Extract ROI-pooled features for detected box
9thDimension opened this issue · 4 comments
I've had good success training Mask RCNN to detect my objects.
Now my goal is to extract the ROI-pooled features from a detection zone so that I can do further analysis and/or training with them. It looks like prior to being classified each ROI on the final feature maps are resized to 7x7x256
.
It seems like this line https://github.com/matterport/Mask_RCNN/blob/master/mrcnn/model.py#L925 is responsible for doing the ROI pooling - i.e. extracting the fixed size 7x7x256
features from various sized boxes around the image. So I made the following modification:
def fpn_classifier_graph(rois, feature_maps, image_meta,
pool_size, num_classes, train_bn=True,
fc_layers_size=1024):
x = PyramidROIAlign([pool_size, pool_size],
name="roi_align_classifier")([rois, image_meta] + feature_maps)
pooled_roi_features = x # my modification
# do the rest of the stuff in the method...
return mrcnn_class_logits, mrcnn_probs, mrcnn_bbox, pooled_roi_features
So that fpn_classifier_graph()
now returns the actual features, as well as the class logits, bboxes and whatever else...
The pooled_rois
have shape (batch, 1000, 7, 7, 256)
. However shortly after the method refine_detections_graph
takes in the roi object scores and box coordinates, in order to prune away (overlapping?, background?) results I think. https://github.com/matterport/Mask_RCNN/blob/master/mrcnn/model.py#L685 After going through this method only config.DETECTION_MAX_INSTANCES
= 100 detections remain.

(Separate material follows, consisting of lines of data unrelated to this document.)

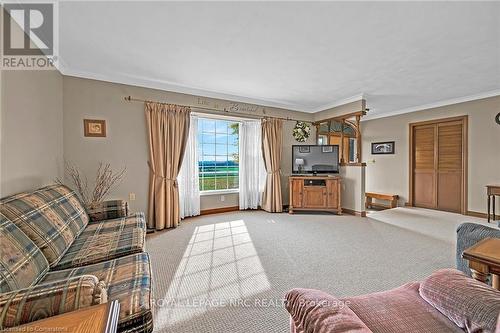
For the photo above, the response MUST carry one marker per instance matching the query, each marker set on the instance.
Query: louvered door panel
(450, 166)
(424, 173)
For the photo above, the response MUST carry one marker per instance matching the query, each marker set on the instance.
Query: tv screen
(315, 159)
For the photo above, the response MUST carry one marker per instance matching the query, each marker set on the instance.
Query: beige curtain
(168, 128)
(272, 146)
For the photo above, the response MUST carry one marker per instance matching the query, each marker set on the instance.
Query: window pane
(232, 150)
(221, 182)
(221, 150)
(218, 152)
(207, 150)
(208, 126)
(207, 138)
(221, 127)
(232, 139)
(221, 139)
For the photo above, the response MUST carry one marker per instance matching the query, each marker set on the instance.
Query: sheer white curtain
(252, 170)
(188, 179)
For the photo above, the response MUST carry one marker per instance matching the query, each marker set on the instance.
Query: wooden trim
(345, 116)
(465, 157)
(353, 212)
(353, 164)
(219, 210)
(477, 214)
(465, 164)
(437, 121)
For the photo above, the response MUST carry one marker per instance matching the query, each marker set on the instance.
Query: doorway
(438, 164)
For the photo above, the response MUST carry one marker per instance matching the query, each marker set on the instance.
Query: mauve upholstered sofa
(446, 301)
(469, 234)
(56, 256)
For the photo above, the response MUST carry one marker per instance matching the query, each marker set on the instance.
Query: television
(314, 159)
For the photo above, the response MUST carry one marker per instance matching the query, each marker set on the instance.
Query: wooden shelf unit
(315, 193)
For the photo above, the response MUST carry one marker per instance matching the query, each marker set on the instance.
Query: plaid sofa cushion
(128, 280)
(49, 299)
(52, 217)
(22, 263)
(106, 210)
(104, 240)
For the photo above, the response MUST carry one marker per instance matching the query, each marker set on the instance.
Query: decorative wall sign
(383, 147)
(304, 149)
(229, 106)
(301, 131)
(94, 128)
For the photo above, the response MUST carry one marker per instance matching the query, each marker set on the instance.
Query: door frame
(465, 155)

I can't really follow how they are filtered and possibly re-ordered, however I see that extensive use of NMS and tf.gather
is made. Also I'm not totally sure what is meant when the docstring explains that the input rois: [N, (y1, x1, y2, x2)] in normalized coordinates
. What exactly is the normalization? To the unit square? To the shrunken image size (128x128 by default?)?
I think I need to apply the same filtering operations to reduce the number of ROI-pooled features down from 1000 to 100 inside the refine_detections_graph()
method. Any help with this is much appreciated.
Hi, do you solve this problem? I hope to extract roialigned feature for specific bounding box in the original image, If you find a way to do this, can you share the code? Thanks a lot!
Any word on this? I'm finding the documentation for methods like refine_detections_graph()
to be quite sparse. I am still unable to filter the ROI pooled features alongside the rest of the objects.
@yangshao See my response to #1249 (comment)
@9thDimension Hi, can you please send the link of your model.py file as I'm getting an error by doing the changes mentioned by you.